ABORTO — Algumas perguntas para a classe médica

Texto originalmente publicado em 01 de abril de 2018 no extinto Medium deste Projeto.

Por Marina Nothaft Romano*

– Acho que posso estar grávida.

– Quer fazer o teste?

– Sim.

– Mas o que você vai fazer se der positivo?

– Isso não pode acontecer, doutora.

– Sim, pode. Lembra? Você está em risco. O que você pensa em fazer caso confirme a gravidez? Precisamos pensar nessa possibilidade antes de fazer o teste.

– Eu não quero! Vou tirar!

O momento da decisão. O momento de definir se vou tentar fazer o mesmo que faço com todas outras que procuram minha ajuda, ou se, por algum motivo — que ainda não consigo entender perfeitamente- vou me calar.

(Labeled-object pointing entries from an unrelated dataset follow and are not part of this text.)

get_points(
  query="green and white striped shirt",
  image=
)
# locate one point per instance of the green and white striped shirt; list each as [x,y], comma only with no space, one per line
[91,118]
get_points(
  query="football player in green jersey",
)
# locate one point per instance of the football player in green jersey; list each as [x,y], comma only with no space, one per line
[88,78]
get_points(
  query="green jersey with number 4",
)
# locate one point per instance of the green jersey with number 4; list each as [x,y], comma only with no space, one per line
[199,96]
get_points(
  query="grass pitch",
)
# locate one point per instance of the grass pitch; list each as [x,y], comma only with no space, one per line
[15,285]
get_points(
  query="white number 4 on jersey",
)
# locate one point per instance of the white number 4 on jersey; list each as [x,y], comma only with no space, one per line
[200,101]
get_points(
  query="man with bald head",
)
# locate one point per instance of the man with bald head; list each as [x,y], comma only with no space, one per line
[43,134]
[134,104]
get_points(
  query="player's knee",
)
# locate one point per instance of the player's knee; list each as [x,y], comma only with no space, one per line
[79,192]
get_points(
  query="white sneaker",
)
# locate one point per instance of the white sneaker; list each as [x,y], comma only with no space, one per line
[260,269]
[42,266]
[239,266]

Quando uma mulher confirma uma gravidez indesejada, um turbilhão de ideias e sentimentos se misturam dentro dela e geram um estado de desequilíbrio. Se a classe médica se compromete a tentar ajudar as pessoas a resolver seus desequilíbrios, por que em algumas situações ela resolve se abster ou, ainda pior, julgar e condenar?

O que acontece quando você se cala frente à possibilidade de um aborto? O que acontece quando você resolve julgar a decisão alheia ao invés de ajudar a reduzir os danos?

Mulheres morrem. Mulheres negras morrem. Mulheres negras, faveladas morrem.

Quando debatemos sobre o termo redução de danos ao falar de usuários de substâncias psicoativas, desejamos falar, simplificando, que não vamos focar na abstinência, e sim em tentar ao máximo reduzir os danos que aquela determinada ação pode gerar. Vamos falar sobre quais substâncias evitar misturar, sobre qual quantidade não usar de uma vez, e assim em diante. Não baseamos nosso discurso em: eu não uso, logo, você não deve usar pois isto é errado e faz mal à saúde — até porque entendemos que este discurso é irreal e não teria efeitos positivos nos tratamentos.

Então, por que, ao falar de aborto, decidimos impor sobre as mulheres o que nós achamos certo ou errado?

O que muda na nossa lógica médica para não tentar ao máximo reduzir os danos daquela ação? Por que escolhemos usar o discurso hipócrita que diz: acho que você não deveria fazer isto?

O que nos faz calar diante da morte de mulheres dia após dia?

Que medo é esse que temos para falar sobre esse assunto? Que medo é esse de orientar para a melhor opção caso ela decida abortar? Que medo é esse de sinalizar o que ela deveria fazer em cada situação-problema que pode aparecer?

Será medo ou será o teu julgamento te impedindo de exercer tua própria profissão?

Marina Nothaft Romano é médica especializada em saúde da família.